The rupee, one of Asia's worst-performing currencies this year, breached 68.75 against the dollar in morning trade on Wednesday, after sliding three percent a day before.
The rupee has now fallen about 19 percent so far this year, by far the biggest decliner among the Asian currencies tracked by Reuters.
Foreign investors sold nearly $1 billion of Indian shares in the eight sessions through Tuesday - a worrisome prospect given stocks had been the country's one sturdy source of capital inflows, although net purchases so far this year still total $12bn.
"It is just impossible to put any realistic value to the rupee any more," said Uday Bhatt, a forex dealer with UCO Bank.
The need to attract foreign capital is critical for a country whose record high current account deficit is a key reason behind the rupee's slump.

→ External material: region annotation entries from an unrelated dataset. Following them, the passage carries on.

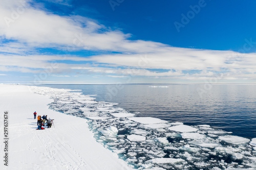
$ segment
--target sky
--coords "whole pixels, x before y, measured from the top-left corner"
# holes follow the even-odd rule
[[[0,83],[255,83],[255,5],[1,1]]]

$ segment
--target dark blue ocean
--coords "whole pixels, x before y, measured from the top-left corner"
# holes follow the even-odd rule
[[[187,125],[209,125],[232,132],[234,135],[256,137],[256,85],[40,86],[79,89],[84,94],[97,94],[94,96],[96,100],[118,103],[116,107],[139,112],[137,116],[180,122]]]

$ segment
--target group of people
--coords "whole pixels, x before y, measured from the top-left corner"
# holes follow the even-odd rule
[[[34,112],[34,119],[36,118],[36,112]],[[42,126],[47,125],[47,128],[51,128],[52,127],[52,124],[53,123],[53,119],[51,119],[50,118],[49,119],[47,118],[47,115],[44,115],[41,117],[41,115],[38,115],[37,116],[37,126],[38,129],[42,129]]]

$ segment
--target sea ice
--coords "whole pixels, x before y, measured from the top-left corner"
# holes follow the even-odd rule
[[[171,123],[170,124],[172,125],[183,125],[183,123],[181,122],[176,122]]]
[[[202,139],[205,137],[204,135],[201,135],[198,133],[182,133],[181,136],[184,139]]]
[[[102,117],[102,116],[87,116],[86,117],[92,120],[102,120],[111,118],[109,117]]]
[[[200,127],[202,127],[210,128],[210,126],[208,125],[199,125],[198,126],[200,126]]]
[[[117,135],[118,130],[114,126],[111,126],[106,128],[105,130],[101,131],[100,132],[104,136],[114,136]]]
[[[127,138],[131,141],[144,141],[146,140],[146,137],[145,136],[137,135],[127,136]]]
[[[146,135],[150,133],[150,132],[143,129],[135,129],[131,131],[131,133],[135,133],[139,135]]]
[[[251,139],[250,144],[252,146],[256,146],[256,138]]]
[[[228,133],[231,133],[232,132],[225,132],[225,131],[209,131],[207,132],[208,133],[210,134],[214,134],[215,135],[222,135],[224,134],[226,134]]]
[[[166,123],[166,120],[160,119],[160,118],[154,118],[151,117],[129,117],[129,119],[136,122],[142,124],[154,124]]]
[[[168,129],[169,129],[169,130],[170,130],[172,131],[174,131],[179,132],[196,132],[198,130],[198,129],[196,128],[184,125],[180,125],[173,126],[172,127],[169,127]]]
[[[116,117],[133,117],[134,116],[134,114],[133,113],[111,113],[112,116],[114,116]]]
[[[234,144],[245,144],[250,141],[250,139],[249,139],[245,138],[242,137],[231,135],[219,136],[219,139],[224,140],[228,143]]]
[[[155,139],[155,140],[158,142],[162,143],[163,144],[169,143],[168,140],[166,137],[157,137]]]
[[[145,163],[153,163],[156,164],[162,163],[178,163],[185,161],[182,159],[175,159],[169,158],[154,158],[151,160],[147,160]]]
[[[220,146],[220,144],[218,143],[214,143],[210,141],[204,142],[198,140],[192,140],[188,142],[189,143],[199,145],[202,147],[205,147],[208,148],[214,148]]]

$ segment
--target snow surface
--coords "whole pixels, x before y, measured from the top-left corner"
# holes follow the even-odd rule
[[[97,142],[87,119],[49,109],[47,105],[53,100],[32,93],[30,87],[0,85],[0,131],[4,130],[4,111],[9,111],[10,149],[8,166],[4,166],[2,159],[0,169],[131,169]],[[37,115],[54,119],[55,128],[36,130],[35,111]],[[1,142],[2,158],[4,148]]]
[[[30,92],[17,94],[20,93],[19,87],[26,87],[23,88],[27,89],[28,87],[10,87],[7,88],[10,88],[7,92],[11,92],[8,94],[5,94],[6,89],[2,91],[0,88],[0,95],[3,94],[0,96],[3,99],[7,96],[9,99],[7,102],[2,99],[0,102],[4,102],[0,103],[0,106],[20,114],[12,113],[17,117],[13,119],[16,120],[14,124],[12,123],[15,130],[11,132],[15,135],[13,136],[13,141],[17,139],[22,141],[19,143],[15,140],[13,141],[15,144],[12,144],[14,151],[12,155],[15,152],[18,156],[10,159],[15,164],[11,169],[40,169],[38,166],[44,165],[45,161],[47,165],[44,167],[51,169],[256,168],[256,147],[251,145],[254,143],[253,140],[251,144],[223,142],[219,137],[225,136],[230,132],[216,130],[207,125],[189,126],[180,122],[170,123],[148,117],[127,117],[132,115],[129,114],[131,113],[113,106],[117,103],[97,102],[90,95],[68,89],[30,86]],[[8,96],[10,94],[14,95],[14,102],[18,103],[17,99],[20,100],[24,95],[26,99],[20,104],[13,104]],[[10,103],[11,109],[9,106],[2,107]],[[42,107],[44,110],[40,109]],[[49,117],[55,119],[55,129],[44,131],[33,129],[34,120],[25,117],[33,117],[35,108],[38,113],[47,113]],[[20,108],[25,109],[20,111]],[[89,116],[97,118],[89,119]],[[20,120],[26,126],[20,124]],[[0,115],[0,121],[2,120]],[[1,125],[0,130],[3,130]],[[28,129],[25,136],[22,135],[24,128],[22,131],[20,128]],[[59,137],[60,140],[55,140]],[[22,143],[23,140],[27,142],[25,144]],[[27,149],[28,146],[29,150]],[[58,147],[61,151],[58,150]],[[1,148],[2,154],[3,147]],[[41,156],[44,158],[43,163],[38,160]]]
[[[190,126],[184,125],[180,125],[169,127],[169,130],[179,132],[196,132],[198,130],[197,129],[191,127]]]

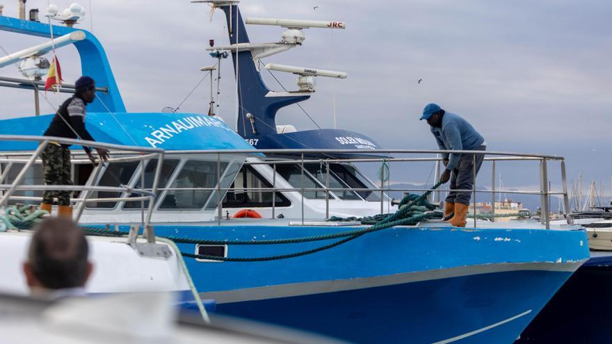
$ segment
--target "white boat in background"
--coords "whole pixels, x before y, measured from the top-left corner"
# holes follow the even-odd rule
[[[170,293],[139,293],[45,302],[0,294],[2,343],[10,344],[340,344],[254,322],[179,316]]]

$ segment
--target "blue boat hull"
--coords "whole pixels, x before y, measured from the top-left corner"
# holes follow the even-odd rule
[[[510,271],[217,305],[354,343],[512,343],[570,277]]]
[[[611,342],[612,256],[591,258],[570,278],[516,344]]]
[[[287,238],[346,228],[157,226],[192,239]],[[186,259],[217,311],[360,343],[512,343],[588,258],[583,231],[395,227],[272,261]],[[329,240],[227,245],[227,256],[310,249]],[[193,245],[179,249],[193,253]]]

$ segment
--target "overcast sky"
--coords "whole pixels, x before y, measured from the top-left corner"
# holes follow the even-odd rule
[[[61,9],[70,2],[51,1]],[[3,4],[5,15],[17,15],[16,1]],[[187,0],[81,4],[88,13],[78,27],[92,30],[104,44],[129,111],[176,107],[202,78],[200,67],[214,63],[204,50],[208,40],[227,42],[223,13],[215,11],[211,22],[208,6]],[[44,14],[47,1],[29,0],[27,7]],[[602,180],[609,193],[612,2],[248,0],[241,7],[243,17],[346,22],[346,30],[333,33],[306,30],[303,47],[265,59],[348,73],[344,80],[319,78],[317,92],[303,103],[321,126],[333,126],[335,88],[339,128],[366,134],[387,148],[435,148],[427,124],[418,118],[426,104],[436,102],[472,122],[490,150],[564,156],[568,179],[582,170],[586,180]],[[248,29],[254,42],[278,41],[282,31]],[[0,45],[8,51],[41,41],[0,32]],[[58,57],[64,79],[74,82],[80,72],[76,50],[63,49]],[[235,126],[231,61],[223,68],[220,115]],[[14,67],[0,75],[19,76]],[[277,75],[285,87],[296,88],[294,76]],[[280,89],[267,73],[264,79]],[[208,85],[202,83],[182,110],[205,113]],[[49,95],[49,101],[56,106],[65,97]],[[2,89],[0,104],[0,118],[33,112],[27,91]],[[44,112],[54,112],[51,105],[43,102]],[[314,127],[295,106],[279,112],[277,123]],[[503,171],[507,185],[537,183],[534,165],[504,166]]]

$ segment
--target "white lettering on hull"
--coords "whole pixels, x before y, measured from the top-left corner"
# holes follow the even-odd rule
[[[147,136],[145,136],[145,140],[151,147],[155,148],[184,131],[188,131],[200,126],[214,126],[227,131],[232,131],[231,129],[216,118],[205,116],[191,116],[177,120],[160,126],[152,131]]]

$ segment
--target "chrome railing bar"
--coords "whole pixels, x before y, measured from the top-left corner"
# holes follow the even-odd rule
[[[325,218],[330,218],[330,163],[325,161]]]
[[[1,136],[0,136],[0,140],[2,140]],[[222,154],[313,154],[316,155],[320,155],[322,153],[328,153],[328,154],[356,154],[360,155],[367,155],[367,154],[485,154],[485,156],[493,156],[493,155],[499,155],[502,156],[517,156],[517,157],[526,157],[530,158],[545,158],[548,160],[556,160],[560,161],[563,160],[563,156],[554,156],[554,155],[546,155],[546,154],[531,154],[531,153],[516,153],[516,152],[509,152],[509,151],[471,151],[471,150],[436,150],[436,149],[211,149],[211,150],[177,150],[172,151],[172,153],[180,154],[216,154],[217,153],[220,153]],[[335,160],[333,158],[330,160]]]
[[[163,165],[164,152],[163,151],[157,153],[157,166],[155,167],[155,177],[153,177],[153,185],[151,192],[153,197],[149,201],[149,208],[147,209],[147,219],[145,220],[145,229],[150,228],[152,235],[154,235],[153,228],[151,227],[151,218],[153,216],[153,208],[157,197],[157,186],[159,183],[159,176],[161,174],[161,168]],[[144,172],[143,172],[144,173]]]
[[[221,154],[217,153],[217,224],[219,226],[221,225],[223,207],[223,205],[221,204]]]
[[[567,220],[567,224],[574,223],[572,218],[569,216],[570,213],[570,197],[567,195],[567,179],[565,176],[565,161],[561,161],[561,183],[563,184],[563,213],[565,213],[565,218]]]
[[[302,164],[301,165],[302,165],[302,168],[300,170],[301,170],[301,172],[302,172],[302,177],[301,177],[302,179],[300,181],[300,184],[301,184],[300,186],[302,187],[302,192],[301,192],[302,202],[300,203],[302,204],[302,225],[303,226],[304,225],[304,153],[302,153]],[[315,191],[315,193],[316,193],[316,191]],[[314,196],[316,197],[316,193],[314,194]]]
[[[272,188],[276,190],[276,164],[272,165]],[[276,191],[272,192],[272,218],[276,218]]]
[[[141,198],[144,198],[145,199],[148,199],[151,196],[135,196],[133,197],[108,197],[108,198],[88,198],[87,199],[83,199],[82,198],[74,198],[70,200],[70,202],[73,203],[88,203],[92,202],[121,202],[121,201],[139,201]],[[42,201],[42,197],[35,197],[35,196],[11,196],[10,199],[12,200],[19,200],[19,201]]]
[[[546,158],[542,159],[542,198],[544,201],[545,215],[542,218],[547,229],[550,229],[550,204],[548,199],[548,169],[547,168]]]
[[[8,190],[11,188],[10,184],[0,185],[0,189]],[[61,191],[108,191],[116,193],[136,193],[140,195],[146,195],[147,196],[154,196],[155,195],[151,191],[146,189],[134,189],[128,187],[122,186],[86,186],[82,185],[19,185],[17,186],[15,190],[20,191],[40,191],[46,190],[61,190]]]
[[[474,182],[474,183],[472,183],[472,202],[473,202],[473,203],[474,203],[474,211],[474,211],[474,227],[476,228],[476,154],[474,154],[474,155],[472,156],[472,181]],[[469,202],[468,202],[468,203],[469,203]],[[468,204],[468,206],[469,206],[469,204]]]
[[[102,164],[99,163],[95,165],[95,167],[94,167],[93,171],[92,172],[92,175],[93,177],[90,178],[90,180],[92,181],[92,183],[95,183],[95,181],[97,180],[98,174],[99,174],[100,171],[102,170]],[[83,200],[87,199],[87,197],[89,197],[90,193],[90,191],[89,191],[89,190],[83,191],[83,197],[79,197],[79,198],[81,198]],[[74,219],[75,222],[79,223],[79,220],[81,220],[81,215],[83,215],[83,211],[84,210],[85,210],[85,202],[79,204],[79,209],[77,209],[77,211],[76,211],[76,217]]]
[[[24,165],[24,167],[22,168],[21,171],[19,171],[19,174],[15,178],[13,183],[10,186],[10,188],[6,190],[6,193],[2,195],[2,198],[0,198],[0,208],[3,206],[6,202],[8,200],[8,197],[10,197],[13,193],[15,193],[15,187],[18,186],[21,182],[24,177],[26,176],[26,173],[28,172],[28,170],[30,169],[30,166],[31,166],[34,163],[34,161],[36,160],[36,158],[38,157],[39,155],[42,152],[43,150],[47,147],[47,145],[49,144],[49,141],[44,140],[42,141],[38,147],[36,148],[36,150],[34,151],[34,154],[30,157],[30,159]]]
[[[3,183],[4,181],[4,179],[6,178],[6,176],[8,175],[8,171],[10,170],[10,167],[13,167],[13,162],[9,162],[8,164],[6,164],[6,167],[3,169],[2,174],[0,174],[0,183]]]
[[[491,163],[491,213],[493,218],[492,222],[495,222],[495,161]],[[474,200],[475,202],[475,200]],[[519,209],[520,210],[520,209]]]
[[[0,186],[0,189],[1,189],[2,186]],[[19,188],[19,190],[24,190],[24,188]],[[40,188],[37,188],[37,190],[41,190]],[[150,190],[150,189],[146,189]],[[158,189],[160,191],[214,191],[217,190],[216,187],[211,187],[211,188],[160,188]],[[222,191],[264,191],[271,193],[273,191],[280,192],[280,191],[294,191],[294,192],[301,192],[303,190],[302,188],[220,188]],[[305,191],[318,191],[319,193],[325,192],[325,188],[303,188]],[[398,192],[405,192],[405,191],[414,191],[414,192],[425,192],[430,191],[431,189],[428,188],[393,188],[393,189],[380,189],[379,188],[329,188],[330,191],[371,191],[371,192],[378,192],[378,191],[398,191]],[[468,192],[472,193],[473,191],[472,189],[449,189],[448,191],[459,191],[459,192]],[[477,193],[497,193],[497,191],[493,191],[491,190],[476,190]],[[504,191],[504,193],[511,193],[511,194],[517,194],[517,195],[541,195],[542,193],[540,191],[529,191],[529,190],[508,190]],[[553,191],[549,192],[548,195],[563,195],[562,191]],[[378,201],[376,201],[378,202]]]
[[[55,141],[65,145],[76,145],[77,146],[94,147],[97,148],[106,148],[107,149],[118,149],[121,151],[133,151],[134,152],[159,152],[163,151],[161,148],[149,148],[138,146],[126,146],[115,145],[113,143],[105,143],[98,141],[88,141],[86,140],[76,140],[72,138],[58,138],[56,136],[31,136],[27,135],[0,135],[0,141]]]

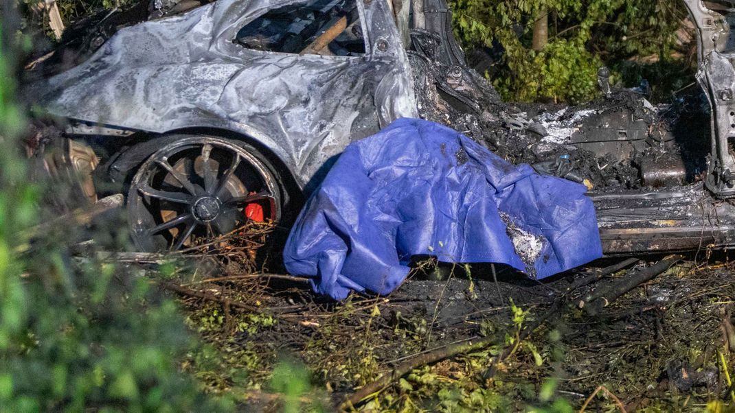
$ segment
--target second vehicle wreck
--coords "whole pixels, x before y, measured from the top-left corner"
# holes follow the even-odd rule
[[[143,2],[68,33],[26,90],[69,121],[66,137],[107,148],[96,175],[128,191],[143,250],[287,217],[350,142],[419,117],[584,183],[606,254],[727,248],[732,9],[684,3],[699,31],[711,138],[691,125],[705,113],[610,91],[603,70],[606,96],[582,107],[501,101],[466,66],[443,0],[404,5],[398,25],[380,0]]]

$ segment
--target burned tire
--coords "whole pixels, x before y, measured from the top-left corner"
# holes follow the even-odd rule
[[[182,135],[139,167],[128,191],[138,249],[175,251],[248,219],[278,222],[282,192],[268,161],[243,142]]]

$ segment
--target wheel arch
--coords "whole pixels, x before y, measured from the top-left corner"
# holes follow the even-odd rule
[[[172,129],[163,133],[136,134],[137,139],[126,150],[110,159],[104,165],[103,172],[108,179],[121,187],[126,186],[135,171],[148,157],[162,146],[179,139],[181,135],[201,135],[218,137],[243,142],[257,151],[254,154],[265,161],[278,180],[283,192],[283,215],[282,221],[288,222],[295,218],[305,200],[304,191],[288,164],[275,150],[258,139],[235,131],[215,127],[186,127]],[[123,191],[123,193],[125,191]]]

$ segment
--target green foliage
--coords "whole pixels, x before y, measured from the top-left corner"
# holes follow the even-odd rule
[[[219,410],[181,373],[175,303],[129,268],[72,258],[74,231],[31,242],[44,216],[28,183],[7,50],[0,50],[0,409]]]
[[[659,64],[671,63],[675,32],[686,16],[683,4],[672,3],[453,0],[451,6],[455,33],[466,48],[495,43],[504,49],[502,65],[492,80],[506,100],[576,103],[597,96],[597,72],[603,65],[614,70],[614,79],[625,77],[630,82],[635,77],[632,67],[641,66],[624,65],[630,58],[656,55],[656,62],[648,65],[654,67],[653,72],[658,71]],[[531,48],[534,23],[543,12],[548,13],[549,41],[534,51]],[[677,77],[686,77],[687,63],[678,65]],[[656,74],[649,73],[654,78],[649,80],[667,78]]]

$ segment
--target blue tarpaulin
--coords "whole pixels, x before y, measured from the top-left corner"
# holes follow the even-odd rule
[[[541,279],[602,256],[586,190],[445,126],[400,119],[345,150],[297,218],[284,261],[335,299],[390,293],[419,255]]]

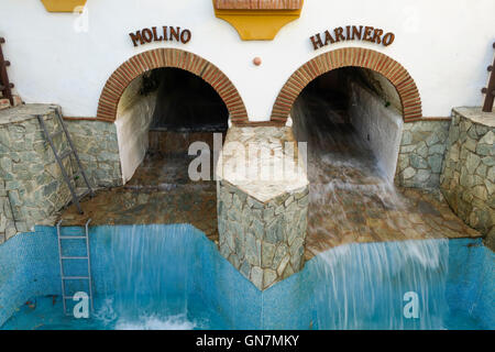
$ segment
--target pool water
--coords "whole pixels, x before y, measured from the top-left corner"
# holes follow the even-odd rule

Yet policymakers have consistently struggled to come up with measures that can convince markets they can stabilise the currency and attract funds into the country.
Finance Minister P Chidambaram said on Tuesday the government would need to do more to revive an economy growing at the slowest in a decade and narrow a current account deficit that hit a record high of 4.8 percent of gross domestic product in the year that ended in March.
Those comments came after the government approval of infrastructure projects were overtrumped by concerns about the fiscal deficit after India's lower house of parliament this week approved a 1.35 trillion rupees plan to provide cheap grain to the poor.
That failure is becoming an increasing source of tension for India at a time when fears of a possible US-led military strike against Syria are knocking down Asian markets, with the prospect that the Federal Reserve will end its period of cheap money as early as next month further raising concerns.
In its latest initiative, the government late on Tuesday proposed setting up a task force to look into currency swap agreements, a measure analysts said could bring some relief if carried out in time by reducing market demand for dollars or other major currencies.
Meanwhile, India's main NSE index fell more than 2 percent while 10-year bonds yields rose to as high as 9.04 percent.
The benchmark Bombay Stock Exchange index also suffered a sell-off, sinking 2.66 percent.